What a fearful day that will be for all whose sins are not covered by the blood of the Lamb. Already one of the psalmists sang about that:
In the hand of the Lord is a cup,
Full of foaming wine mixed with spices.
He pours it out, and all the wicked of the earth
Drink it down to its very dregs. (Ps.75:8)
Those prayers of the “souls under the altar” are even now beginning to be answered. None of the events listed are accidents without any explanation. They are warnings from above that for all who reject the Lord Jesus Christ, the worst is still to come.
Questions for discussion
1. Mention at least six or seven requirements for true prayer.
2. Is there other indication in Scripture that the saints in glory know what happens here?
3. Which altar do you think is referred to here?
4. Discuss the Biblical use of the terms “martyr” or “witness” (“martus” and “marturia”).

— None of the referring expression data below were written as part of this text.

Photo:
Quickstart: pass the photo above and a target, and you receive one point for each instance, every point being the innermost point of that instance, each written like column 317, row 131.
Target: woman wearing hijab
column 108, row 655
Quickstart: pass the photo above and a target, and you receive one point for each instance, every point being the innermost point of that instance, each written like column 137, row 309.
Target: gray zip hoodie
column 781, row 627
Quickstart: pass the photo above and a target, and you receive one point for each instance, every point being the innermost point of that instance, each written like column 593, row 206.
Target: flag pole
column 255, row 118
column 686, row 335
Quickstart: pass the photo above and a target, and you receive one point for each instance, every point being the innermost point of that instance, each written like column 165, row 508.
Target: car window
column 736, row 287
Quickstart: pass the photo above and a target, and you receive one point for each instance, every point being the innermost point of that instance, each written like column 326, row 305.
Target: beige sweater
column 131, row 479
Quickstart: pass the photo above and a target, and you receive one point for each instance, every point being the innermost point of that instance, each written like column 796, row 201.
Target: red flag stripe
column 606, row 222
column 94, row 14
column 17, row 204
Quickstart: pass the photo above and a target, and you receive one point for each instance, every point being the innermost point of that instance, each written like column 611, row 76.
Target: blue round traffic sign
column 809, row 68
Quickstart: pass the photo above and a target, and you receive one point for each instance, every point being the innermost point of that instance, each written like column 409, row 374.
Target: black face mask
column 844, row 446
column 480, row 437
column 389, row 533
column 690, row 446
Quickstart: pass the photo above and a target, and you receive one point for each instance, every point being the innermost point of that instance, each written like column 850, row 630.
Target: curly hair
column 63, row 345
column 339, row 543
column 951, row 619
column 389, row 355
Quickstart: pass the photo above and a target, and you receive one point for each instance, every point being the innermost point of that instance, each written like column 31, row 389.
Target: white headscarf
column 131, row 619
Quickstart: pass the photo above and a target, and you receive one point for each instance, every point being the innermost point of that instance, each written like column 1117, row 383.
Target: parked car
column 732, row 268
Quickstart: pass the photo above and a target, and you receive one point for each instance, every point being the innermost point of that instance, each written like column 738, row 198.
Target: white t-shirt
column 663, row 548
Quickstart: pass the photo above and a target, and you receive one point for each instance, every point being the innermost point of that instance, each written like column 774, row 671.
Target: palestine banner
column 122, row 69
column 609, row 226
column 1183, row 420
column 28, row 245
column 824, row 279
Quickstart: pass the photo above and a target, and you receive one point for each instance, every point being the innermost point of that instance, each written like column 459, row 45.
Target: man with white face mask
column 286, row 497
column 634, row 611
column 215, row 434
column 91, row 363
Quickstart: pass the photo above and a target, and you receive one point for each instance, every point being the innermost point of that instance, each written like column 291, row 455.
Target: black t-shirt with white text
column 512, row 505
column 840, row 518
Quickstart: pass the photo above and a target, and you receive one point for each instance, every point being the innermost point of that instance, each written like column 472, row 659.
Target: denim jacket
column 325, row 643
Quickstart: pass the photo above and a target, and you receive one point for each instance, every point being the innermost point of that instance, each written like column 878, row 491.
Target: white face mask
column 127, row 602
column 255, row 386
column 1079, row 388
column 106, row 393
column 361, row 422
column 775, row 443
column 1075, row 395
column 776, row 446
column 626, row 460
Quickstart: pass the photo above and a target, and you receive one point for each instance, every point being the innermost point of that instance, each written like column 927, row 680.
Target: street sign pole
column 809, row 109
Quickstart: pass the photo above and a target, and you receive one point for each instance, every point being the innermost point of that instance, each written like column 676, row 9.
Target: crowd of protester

5. Mention several ways in which Christians can be and are persecuted on earth.
6. How can we “hate” the sin and still “love” the sinner? What is the depth of the Biblical word for love (“agape”)?
7. Should we sing such imprecatory psalms as 69, 109, 137? Or is that a low-level kind of faith?
8. Does every earthquake show something of God’s wrath? Are the people that are stricken by them any worse than others?
9. Show that Jesus also taught an intensification of God’s judgments (Matt. 24; Mark 13).
10. Compare the sixth seal with 2 Peter 3:10–12. Should believers look forward eagerly to that last Day of days? Will it sadden believers to know sinners will be going to their doom? Give your reasons.